May 21, 2018

The Seven Sins of Data Prep

Sean Kandel

(Ollyy/Shutterstock)

Data preparation is often considered a necessary precursor to the “real” work found in visualizing or analyzing data, but this framing sells data prep short. The ways in which we cleanse and shape data for downstream use have significant bearing on our final analytic output, and cutting corners on data prep can run up a huge cost for companies.

According to a report from the Harvard Business Review, bad data costs the U.S. roughly $3 trillion per year. primarily due to the time involved in correcting data and the consequences of errors leaking through to customers. Below, we’ve outlined what we consider a “data prep sin” — or what will surely affect the end result for worse.

Sin #1: Removing data

Removing records containing incomplete, erroneous, outlying, or extraneous records is one of the most common transformations in data preparation. However, removing data can introduce bias or affect downstream results in meaningful ways. While such filtering is not inherently a sin, it is dangerous to remove data without understanding the implications on downstream results and without maintaining clear data lineage to communicate the the rationale and logic behind the filters.

For example, Facebook made headlines in 2016 for overestimating the average viewing time of ads hosted on its platform. The reason? The reported average was calculated based only on viewers who watched for three seconds or more because they removed data for anyone who immediately turned their videos off. While the decision was likely a means to rule out accidental viewers, this simple exclusion severely skewed the end result for consumers who were not aware that this meaningful subset of data had been removed.

Sin #2: Inconsistent definitions

As more people in an organization prepare data for analytics, it is increasingly likely that they create

(Castleski/Sutterstock)

inconsistent versions of the same metrics or reports. For instance, two analysts might have different definitions of an active user, geographic regions or top line metrics such as revenue. It’s important to not just report metrics across your organization but also to report how those metrics were derived to prevent disparities in analysis or to at least understand why such disparities exists.

Sin #3: Overwriting the source

While your data will take new shape during the preparation process, it’s important to never destroy the raw source data. Instead, you should encode any processing in auditable, versionable and reproducible logic.

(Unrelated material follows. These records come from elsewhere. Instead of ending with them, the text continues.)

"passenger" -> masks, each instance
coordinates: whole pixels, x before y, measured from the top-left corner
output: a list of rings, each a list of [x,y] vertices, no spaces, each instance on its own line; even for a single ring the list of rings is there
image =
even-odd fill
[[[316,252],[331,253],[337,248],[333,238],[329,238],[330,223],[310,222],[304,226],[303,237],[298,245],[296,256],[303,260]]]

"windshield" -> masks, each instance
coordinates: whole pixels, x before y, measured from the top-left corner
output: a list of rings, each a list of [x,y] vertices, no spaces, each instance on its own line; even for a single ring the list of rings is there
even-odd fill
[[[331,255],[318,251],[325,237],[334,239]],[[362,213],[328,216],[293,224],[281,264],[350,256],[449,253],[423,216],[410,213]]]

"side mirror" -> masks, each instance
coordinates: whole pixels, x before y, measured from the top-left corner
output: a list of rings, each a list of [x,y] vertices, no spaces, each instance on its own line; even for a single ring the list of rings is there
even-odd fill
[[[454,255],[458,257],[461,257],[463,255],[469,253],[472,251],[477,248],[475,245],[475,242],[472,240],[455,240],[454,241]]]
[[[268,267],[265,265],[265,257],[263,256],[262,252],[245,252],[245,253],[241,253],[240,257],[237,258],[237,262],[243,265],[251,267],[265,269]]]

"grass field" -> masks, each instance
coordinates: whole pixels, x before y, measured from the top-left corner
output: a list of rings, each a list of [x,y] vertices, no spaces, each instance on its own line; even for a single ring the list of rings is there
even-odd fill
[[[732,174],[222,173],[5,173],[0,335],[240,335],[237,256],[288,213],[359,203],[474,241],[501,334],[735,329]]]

Sin #4: Transformation without documentation

To ensure that you can reproduce, understand and trust the results of your analytic pipelines it is important to track all processing of data throughout the preparation process. Data lineage, should be thoroughly tracked to explain how and when the data was transformed, as well as who transformed it, whether to meet external compliance standards or for your own internal assessment. Ideally, the capture of this information should happen automatically while data is being prepared, but if not, it’s important to require documentation about the source data and all subsequent processing.

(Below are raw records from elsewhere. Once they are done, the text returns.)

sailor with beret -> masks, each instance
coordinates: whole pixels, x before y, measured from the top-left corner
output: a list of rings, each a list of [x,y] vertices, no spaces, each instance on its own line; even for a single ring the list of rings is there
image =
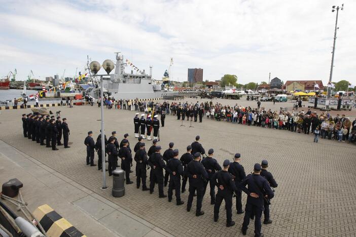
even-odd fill
[[[97,142],[100,141],[100,143],[101,143],[101,139],[98,140]],[[99,145],[99,144],[98,144]],[[101,147],[100,146],[101,150]],[[106,153],[109,155],[108,158],[108,170],[109,171],[109,176],[113,175],[113,171],[116,169],[117,164],[117,159],[118,159],[118,149],[115,145],[115,139],[113,137],[110,137],[109,139],[109,143],[106,146]],[[101,157],[101,156],[100,156]],[[102,159],[102,157],[101,159]],[[99,166],[100,168],[102,168],[101,165],[100,164]]]
[[[190,162],[194,160],[194,157],[192,154],[192,146],[189,145],[187,147],[187,152],[183,154],[180,161],[184,168],[184,175],[183,175],[183,181],[182,182],[182,192],[186,191],[186,185],[188,181],[188,174],[187,174],[187,167]]]
[[[224,170],[216,173],[210,181],[218,187],[217,199],[214,206],[214,221],[218,221],[220,205],[224,200],[226,209],[226,227],[230,227],[235,224],[235,222],[232,219],[232,193],[237,190],[237,188],[232,179],[232,176],[228,171],[230,161],[225,160],[223,166]]]
[[[135,127],[135,137],[138,137],[138,130],[139,129],[139,118],[137,116],[139,114],[138,113],[136,113],[135,114],[135,117],[133,118],[133,125]]]
[[[146,120],[146,130],[147,130],[147,140],[152,140],[151,138],[151,130],[152,129],[152,121],[151,120],[151,114],[147,116]]]
[[[197,208],[195,215],[199,216],[204,215],[204,212],[201,211],[201,203],[204,196],[204,182],[206,182],[208,176],[204,166],[200,162],[200,153],[196,152],[194,156],[194,160],[190,162],[187,167],[187,173],[189,178],[189,196],[187,211],[190,211],[193,197],[196,190]]]
[[[204,166],[209,178],[207,181],[210,185],[210,204],[215,204],[215,186],[211,182],[211,177],[215,174],[215,172],[221,170],[221,167],[219,164],[216,160],[212,157],[214,155],[214,150],[212,148],[209,149],[208,151],[208,156],[205,157],[201,161],[201,164]],[[204,194],[206,191],[207,182],[204,183]]]
[[[166,165],[161,154],[161,146],[156,146],[155,150],[155,153],[151,154],[148,160],[152,170],[150,177],[150,193],[153,192],[157,182],[158,183],[159,197],[166,198],[167,195],[163,193],[163,169],[166,169]]]
[[[24,113],[22,114],[22,129],[23,129],[23,136],[25,137],[27,137],[27,117],[26,116],[26,114]]]
[[[95,148],[95,143],[92,136],[93,131],[88,132],[88,136],[84,140],[84,145],[87,147],[87,165],[90,164],[90,166],[95,166],[96,165],[94,164],[94,149]],[[53,139],[53,135],[52,139]],[[52,141],[52,144],[53,143]]]
[[[136,151],[134,159],[136,162],[136,186],[137,188],[139,188],[140,182],[142,181],[142,190],[150,190],[146,185],[146,178],[147,177],[146,167],[148,158],[144,142],[139,142],[139,149]]]
[[[169,185],[168,185],[168,202],[172,201],[173,189],[175,190],[175,199],[176,205],[181,205],[184,203],[181,200],[181,176],[184,174],[183,166],[182,163],[178,160],[179,152],[177,149],[172,151],[173,157],[169,159],[167,163],[166,174],[169,174]]]
[[[200,136],[198,135],[195,137],[195,141],[192,143],[192,154],[193,155],[196,152],[199,152],[203,154],[205,153],[205,150],[203,148],[203,146],[199,143]]]
[[[267,170],[267,167],[268,167],[268,162],[266,160],[263,160],[262,162],[261,162],[261,166],[262,168],[261,175],[267,179],[271,187],[273,188],[277,187],[278,184],[274,180],[273,176]],[[269,218],[269,204],[268,203],[265,202],[265,210],[263,211],[263,214],[265,216],[263,224],[268,224],[271,223],[272,220]]]
[[[157,120],[158,115],[156,114],[152,121],[152,126],[153,127],[153,139],[158,138],[158,130],[159,130],[159,121]]]
[[[166,149],[164,152],[163,152],[163,160],[166,162],[166,164],[168,163],[169,160],[173,158],[173,147],[174,145],[174,143],[173,142],[169,142],[168,146],[169,148]],[[164,186],[167,186],[168,183],[168,178],[169,177],[169,173],[166,171],[166,173],[164,174]]]
[[[146,120],[145,119],[145,113],[141,114],[141,118],[139,120],[140,126],[141,126],[140,136],[144,139],[145,138],[145,130],[146,128]]]
[[[119,157],[121,158],[121,168],[125,171],[126,184],[130,184],[133,182],[130,180],[132,155],[131,153],[131,149],[128,147],[128,140],[124,139],[122,142],[123,146],[119,152]]]
[[[243,167],[240,164],[241,161],[241,155],[239,153],[236,153],[234,156],[234,162],[230,163],[229,167],[229,173],[231,174],[235,181],[235,185],[238,187],[239,184],[243,179],[246,177],[245,170]],[[235,192],[236,198],[236,211],[237,214],[243,213],[242,210],[242,204],[241,202],[242,190],[238,188]]]
[[[263,236],[261,233],[261,218],[264,210],[265,197],[267,195],[268,199],[271,199],[274,196],[267,179],[261,176],[260,174],[261,165],[255,164],[253,174],[247,175],[239,185],[239,188],[247,194],[245,216],[241,228],[243,235],[246,234],[250,217],[254,214],[256,216],[255,236]],[[246,185],[247,185],[247,188]]]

Sin #5: Not looking at your data

(wavebreakmedia/Shutterstock)

It’s important to understand what data quality issues have been addressed and which ones may have been introduced throughout the data transformation process. You should always have eyes on the data by being able to profile and assess changes to the data with each new transformation. However, with large or evolving datasets, it’s often too difficult to manually assess all possible data quality issues. Leveraging a platform that will automatically identify potential issues throughout the transformation process is key so you can remedy these issues up front—the later you catch these, the more time consuming and expensive they are to correct. Additionally, with production preparation pipelines, it is even more important to have automated methods for detecting and potentially correcting data quality issues.

Sin #6: Batch processing during exploration

Data preparation is an exploratory task. Preparation products that require batch processing over the entire dataset during exploration inhibit exploration or require prohibitively expensive computation power as data volumes grow larger. Additionally, as more analysts in an organization prepare data, server-side batch processing of the entire data can lead to resource contention and concurrency issues. Where appropriate, it’s important to leverage sampling techniques that allow for immediacy with each interaction and client-side execution can be used to amortize computation costs across hundreds or thousands of users.

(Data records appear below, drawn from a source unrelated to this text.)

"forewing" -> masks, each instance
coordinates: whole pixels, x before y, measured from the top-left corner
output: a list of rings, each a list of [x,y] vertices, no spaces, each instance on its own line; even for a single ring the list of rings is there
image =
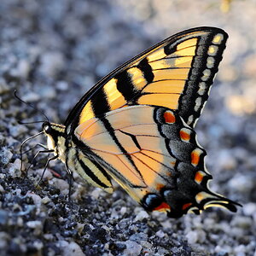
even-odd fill
[[[160,42],[103,78],[66,120],[67,133],[80,124],[127,105],[177,110],[194,127],[218,71],[228,35],[198,27]]]

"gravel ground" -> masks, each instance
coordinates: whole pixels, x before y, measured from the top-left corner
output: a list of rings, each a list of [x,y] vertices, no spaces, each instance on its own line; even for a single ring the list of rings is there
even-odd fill
[[[256,255],[256,2],[234,0],[227,13],[220,3],[1,0],[1,256]],[[68,201],[59,161],[36,188],[45,155],[20,172],[20,143],[41,125],[18,120],[42,120],[42,111],[63,122],[81,96],[119,64],[199,26],[230,35],[196,131],[208,153],[212,188],[243,205],[236,213],[214,208],[170,219],[146,212],[118,186],[108,195],[77,176]],[[38,110],[18,102],[15,89]],[[26,167],[35,152],[24,155]]]

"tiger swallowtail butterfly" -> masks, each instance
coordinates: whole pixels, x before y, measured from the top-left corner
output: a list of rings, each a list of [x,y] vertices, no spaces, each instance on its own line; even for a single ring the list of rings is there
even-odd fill
[[[115,180],[147,211],[172,218],[212,206],[236,212],[239,204],[208,188],[207,153],[194,131],[227,38],[219,28],[189,29],[113,71],[63,125],[43,124],[50,160],[110,193]]]

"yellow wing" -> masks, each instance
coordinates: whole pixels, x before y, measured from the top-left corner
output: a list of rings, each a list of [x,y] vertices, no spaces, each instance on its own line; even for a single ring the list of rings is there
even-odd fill
[[[67,132],[111,110],[154,105],[177,110],[194,127],[208,98],[228,35],[198,27],[177,33],[102,79],[78,102],[66,120]]]
[[[79,125],[75,136],[84,156],[101,165],[127,193],[148,211],[177,218],[207,206],[236,211],[233,201],[207,188],[212,176],[205,150],[177,113],[154,106],[131,106]]]

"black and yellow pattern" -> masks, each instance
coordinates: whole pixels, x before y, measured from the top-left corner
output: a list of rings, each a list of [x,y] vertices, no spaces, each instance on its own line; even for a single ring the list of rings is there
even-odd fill
[[[111,178],[148,211],[177,218],[236,203],[212,192],[193,128],[208,98],[227,34],[176,34],[102,79],[65,125],[45,122],[48,148],[69,172],[112,192]]]

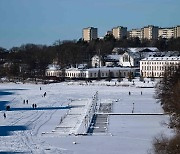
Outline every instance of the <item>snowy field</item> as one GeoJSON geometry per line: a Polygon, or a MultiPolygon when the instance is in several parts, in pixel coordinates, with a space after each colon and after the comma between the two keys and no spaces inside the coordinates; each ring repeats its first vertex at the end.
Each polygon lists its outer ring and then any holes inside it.
{"type": "Polygon", "coordinates": [[[128,81],[0,83],[0,153],[146,154],[156,135],[172,133],[163,125],[168,116],[133,115],[163,113],[153,97],[154,88],[150,88],[154,85],[138,80],[134,84],[128,81]],[[112,113],[117,115],[108,116],[105,133],[77,135],[87,130],[86,115],[97,91],[98,103],[112,103],[112,113]],[[6,111],[7,105],[10,111],[6,111]]]}

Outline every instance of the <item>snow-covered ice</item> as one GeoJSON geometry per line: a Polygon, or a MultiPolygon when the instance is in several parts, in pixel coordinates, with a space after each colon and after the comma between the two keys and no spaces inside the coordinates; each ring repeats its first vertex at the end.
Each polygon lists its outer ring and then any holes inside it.
{"type": "Polygon", "coordinates": [[[113,113],[132,113],[133,107],[134,113],[163,113],[154,99],[154,88],[139,88],[154,85],[138,80],[134,84],[128,81],[1,83],[0,152],[146,154],[153,137],[172,133],[162,124],[168,122],[168,116],[109,115],[107,133],[77,134],[86,129],[85,116],[97,91],[99,103],[113,103],[113,113]],[[23,100],[28,100],[28,104],[23,100]],[[37,108],[33,109],[32,104],[37,104],[37,108]],[[7,105],[10,111],[5,111],[7,105]]]}

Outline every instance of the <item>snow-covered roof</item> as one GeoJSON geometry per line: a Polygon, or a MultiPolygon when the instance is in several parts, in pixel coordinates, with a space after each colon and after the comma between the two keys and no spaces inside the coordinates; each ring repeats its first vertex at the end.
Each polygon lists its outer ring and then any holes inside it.
{"type": "Polygon", "coordinates": [[[180,56],[179,57],[168,57],[168,56],[165,56],[165,57],[148,57],[148,58],[144,58],[142,59],[142,61],[146,61],[146,60],[158,60],[158,61],[180,61],[180,56]]]}
{"type": "Polygon", "coordinates": [[[104,57],[105,61],[119,61],[121,55],[107,55],[104,57]]]}
{"type": "Polygon", "coordinates": [[[59,65],[54,65],[54,64],[50,64],[47,67],[47,70],[49,70],[49,71],[56,71],[56,70],[59,70],[59,69],[60,69],[60,66],[59,65]]]}
{"type": "Polygon", "coordinates": [[[156,47],[128,48],[128,51],[130,52],[142,52],[143,50],[151,50],[153,52],[159,51],[156,47]]]}

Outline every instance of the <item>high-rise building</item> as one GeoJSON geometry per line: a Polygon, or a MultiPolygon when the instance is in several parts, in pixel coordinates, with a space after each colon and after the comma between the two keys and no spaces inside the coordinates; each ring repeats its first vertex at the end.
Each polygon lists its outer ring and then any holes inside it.
{"type": "Polygon", "coordinates": [[[180,37],[180,25],[174,27],[174,38],[180,37]]]}
{"type": "Polygon", "coordinates": [[[83,29],[83,40],[91,41],[98,38],[98,29],[94,27],[88,27],[83,29]]]}
{"type": "Polygon", "coordinates": [[[174,28],[173,27],[159,28],[158,37],[166,38],[166,39],[170,39],[174,37],[174,28]]]}
{"type": "Polygon", "coordinates": [[[146,39],[158,39],[158,27],[153,25],[148,25],[142,28],[142,36],[146,39]]]}
{"type": "Polygon", "coordinates": [[[127,37],[127,27],[114,27],[112,29],[112,33],[115,39],[121,39],[123,37],[127,37]]]}
{"type": "Polygon", "coordinates": [[[129,31],[129,37],[135,38],[138,37],[139,39],[142,39],[142,30],[141,29],[132,29],[129,31]]]}

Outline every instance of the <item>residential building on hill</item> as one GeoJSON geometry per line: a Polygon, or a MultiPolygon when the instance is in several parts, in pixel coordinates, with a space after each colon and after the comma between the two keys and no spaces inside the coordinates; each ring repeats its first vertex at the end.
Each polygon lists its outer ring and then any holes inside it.
{"type": "Polygon", "coordinates": [[[83,29],[83,40],[91,41],[98,38],[98,29],[94,27],[88,27],[83,29]]]}
{"type": "Polygon", "coordinates": [[[122,26],[114,27],[112,29],[112,34],[115,39],[122,39],[124,37],[127,37],[127,27],[122,27],[122,26]]]}
{"type": "Polygon", "coordinates": [[[148,57],[140,61],[140,73],[143,77],[163,77],[165,70],[170,73],[180,64],[180,57],[148,57]]]}
{"type": "Polygon", "coordinates": [[[129,31],[129,37],[135,38],[138,37],[139,39],[142,39],[142,30],[141,29],[132,29],[129,31]]]}
{"type": "Polygon", "coordinates": [[[148,25],[142,28],[142,38],[144,39],[158,39],[158,27],[153,25],[148,25]]]}
{"type": "Polygon", "coordinates": [[[174,28],[159,28],[158,37],[170,39],[174,37],[174,28]]]}
{"type": "Polygon", "coordinates": [[[174,37],[175,38],[180,37],[180,25],[174,27],[174,37]]]}

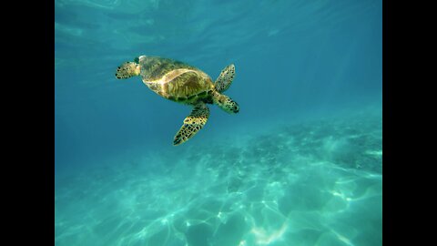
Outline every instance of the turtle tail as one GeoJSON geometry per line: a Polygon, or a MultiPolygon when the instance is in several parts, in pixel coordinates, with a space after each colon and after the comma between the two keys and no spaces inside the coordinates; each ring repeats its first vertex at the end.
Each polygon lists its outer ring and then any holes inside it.
{"type": "Polygon", "coordinates": [[[139,75],[139,65],[135,62],[125,62],[117,68],[116,77],[129,78],[139,75]]]}
{"type": "Polygon", "coordinates": [[[239,106],[236,101],[217,90],[214,90],[212,94],[212,101],[229,114],[237,114],[239,111],[239,106]]]}

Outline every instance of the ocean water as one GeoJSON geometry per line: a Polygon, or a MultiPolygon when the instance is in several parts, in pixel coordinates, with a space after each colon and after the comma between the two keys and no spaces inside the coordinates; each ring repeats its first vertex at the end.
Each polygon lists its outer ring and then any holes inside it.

Sin #7: Dependence on a specific platform or engine

As technology evolves or requirements change, it is important that data preparation work should also not be tied to a specific data processing environment. Your work should be portable across deployment models and execution engines. It’s important to prepare data with logic that can be compiled down into the appropriate processing framework now, and into the future.

The downstream purpose for preparing data varies greatly, and so too will the ways in which data is cleansed and structured. But as you go through the process of preparing data, it’s important to avoid these seven sins for the best end result.

About the author: Sean Kandel is co-founder and chief technology officer of Trifacta, the global leader in data preparation. He completed his Ph.D. at Stanford University, where his research focused on user interfaces for database systems. At Stanford, Sean led development of new tools for data transformation and discovery, such as Data Wrangler. He previously worked as a data analyst at Citadel Investment Group.

The Role of Self-Service Data Preparation in Analytics Modernization

Applications: Data Mining

Technologies: Frameworks

Sectors: Healthcare, Retail

Vendors: Harvard Business Review, Trifacta

Tags: data cleansing, data prep, data preparation, data transformation, ETL

Only registered users may comment. Register using the form below.

Check off newsletters you would like to receive*
- HPCwire
- EnterpriseTech
- Datanami
- Technology Conferences & Events
- Advanced Computing Job Bank
- Technology Product Showcase
Email*
Name*
First Last
Organization*
Job Function*
Industry*
Country*
City*
State*
Province*
- Please check here to receive valuable email offers from Datanami on behalf of our select partners.

The Seven Sins of Data Prep

Sin #1: Removing data

Sin #2: Inconsistent definitions

Sin #3: Overwriting the source

Sin #4: Transformation without documentation

Sin #5: Not looking at your data

Sin #6: Batch processing during exploration

Sin #7: Dependence on a specific platform or engine

Join the discussion Cancel reply

Only registered users may comment. Register using the form below.

April 17, 2024

April 16, 2024

Sponsored Partner Content

Get your Data AI Ready – Celebrate One Year of Deep Dish Data Virtual Series!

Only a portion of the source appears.